Feb 14, 2002, 10:42 AM

Post #4 of 4 (247 views)
Permalink
RE: Re : How does Lucene handle phrases containing words that are not indexed? [In reply to]

> From: Julien Nioche [mailto:julien.nioche [at] lingway]
>
> By the way, I was wondering if there is any Analyzer that
> uses the following
> constructor
> public Token(String text, int start, int end, String typ) ?

StandardTokenizer uses Token's type field to communicate with
StandardFilter, which does some post-processing.

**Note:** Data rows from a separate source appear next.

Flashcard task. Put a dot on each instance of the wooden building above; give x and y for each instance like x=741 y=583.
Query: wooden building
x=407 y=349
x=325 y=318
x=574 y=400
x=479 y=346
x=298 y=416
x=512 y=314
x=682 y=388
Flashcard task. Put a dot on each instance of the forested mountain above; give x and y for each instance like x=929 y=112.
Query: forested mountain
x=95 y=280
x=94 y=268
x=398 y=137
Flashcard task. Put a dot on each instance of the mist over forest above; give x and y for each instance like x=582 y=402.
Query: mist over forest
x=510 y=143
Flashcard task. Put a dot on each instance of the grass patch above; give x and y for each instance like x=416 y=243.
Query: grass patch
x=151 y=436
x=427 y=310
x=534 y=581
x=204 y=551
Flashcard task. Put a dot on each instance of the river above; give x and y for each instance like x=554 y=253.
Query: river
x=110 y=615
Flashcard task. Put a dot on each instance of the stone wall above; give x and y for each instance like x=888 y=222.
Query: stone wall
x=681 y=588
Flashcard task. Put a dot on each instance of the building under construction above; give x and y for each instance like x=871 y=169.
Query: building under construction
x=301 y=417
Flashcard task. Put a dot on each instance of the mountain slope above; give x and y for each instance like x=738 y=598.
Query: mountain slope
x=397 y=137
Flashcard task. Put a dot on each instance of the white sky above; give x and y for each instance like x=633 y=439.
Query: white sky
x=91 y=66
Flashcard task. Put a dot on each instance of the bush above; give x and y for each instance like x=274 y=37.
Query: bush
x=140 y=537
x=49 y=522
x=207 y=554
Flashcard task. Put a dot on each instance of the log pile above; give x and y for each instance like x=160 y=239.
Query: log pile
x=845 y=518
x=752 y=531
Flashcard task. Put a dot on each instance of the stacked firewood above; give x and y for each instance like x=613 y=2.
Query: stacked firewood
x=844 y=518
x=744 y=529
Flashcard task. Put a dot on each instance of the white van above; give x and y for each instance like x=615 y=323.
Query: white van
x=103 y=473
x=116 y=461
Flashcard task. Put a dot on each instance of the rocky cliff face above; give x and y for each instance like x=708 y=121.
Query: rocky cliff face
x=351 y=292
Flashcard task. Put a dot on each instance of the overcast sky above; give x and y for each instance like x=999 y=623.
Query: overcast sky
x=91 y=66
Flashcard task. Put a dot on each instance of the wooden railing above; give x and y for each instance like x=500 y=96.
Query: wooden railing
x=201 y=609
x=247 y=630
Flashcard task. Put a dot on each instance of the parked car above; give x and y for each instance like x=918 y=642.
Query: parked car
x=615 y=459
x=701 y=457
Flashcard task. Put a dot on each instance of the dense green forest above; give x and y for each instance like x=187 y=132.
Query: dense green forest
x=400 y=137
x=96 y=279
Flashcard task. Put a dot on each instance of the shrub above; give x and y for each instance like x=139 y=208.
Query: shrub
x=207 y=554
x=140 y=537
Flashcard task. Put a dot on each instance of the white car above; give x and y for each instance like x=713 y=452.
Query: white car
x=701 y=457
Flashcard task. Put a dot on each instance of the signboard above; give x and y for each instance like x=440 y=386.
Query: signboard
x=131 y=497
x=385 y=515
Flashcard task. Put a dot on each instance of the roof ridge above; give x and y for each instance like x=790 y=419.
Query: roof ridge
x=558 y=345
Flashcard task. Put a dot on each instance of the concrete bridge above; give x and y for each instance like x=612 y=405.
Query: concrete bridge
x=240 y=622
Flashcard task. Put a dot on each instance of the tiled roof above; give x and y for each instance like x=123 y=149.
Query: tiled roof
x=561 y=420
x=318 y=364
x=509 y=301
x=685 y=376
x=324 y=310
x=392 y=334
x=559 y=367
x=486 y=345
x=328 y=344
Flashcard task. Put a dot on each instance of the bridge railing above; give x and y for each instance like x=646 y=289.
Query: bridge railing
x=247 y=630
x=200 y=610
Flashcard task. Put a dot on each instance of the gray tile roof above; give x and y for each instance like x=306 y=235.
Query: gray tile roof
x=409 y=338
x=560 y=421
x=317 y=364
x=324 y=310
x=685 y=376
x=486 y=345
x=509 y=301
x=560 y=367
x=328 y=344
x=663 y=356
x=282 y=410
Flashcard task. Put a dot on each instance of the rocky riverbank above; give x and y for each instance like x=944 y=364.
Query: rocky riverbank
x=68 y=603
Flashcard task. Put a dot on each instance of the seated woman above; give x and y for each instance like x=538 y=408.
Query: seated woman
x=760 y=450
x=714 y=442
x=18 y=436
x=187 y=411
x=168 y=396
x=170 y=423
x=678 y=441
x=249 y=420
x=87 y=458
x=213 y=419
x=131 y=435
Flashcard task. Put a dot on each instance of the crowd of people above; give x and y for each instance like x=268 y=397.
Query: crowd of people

> Maybe it could be interesting to build an analyzer that recognizes
> punctuation marks and
> keeps it in the index as Tokens with a given Type (say for example
> "punctuation") ?

Unfortunately token type is not stored in the index. Adding it could have a
big impact on index size and search performance.

> The advantage is that information could be used by a
> SloppyPhraseScorer.phraseFreq() method
> to avoid PhraseQuery containing a punctuation mark. Since
> PhraseQueries are
> used for compound words
> (e.g. "personal computer") with a given slop value (say 3),
> it could be
> great not to match things such as "It is not personal. My
> computer hates
> me..." .

On the other hand, you'd miss things like, "He needs a new computer.
Personal computing has advanced since 1970."

Still, constraining matches to be within a sentence can be useful, but
Lucene does not currently support it, and I don't see an easy way to add it.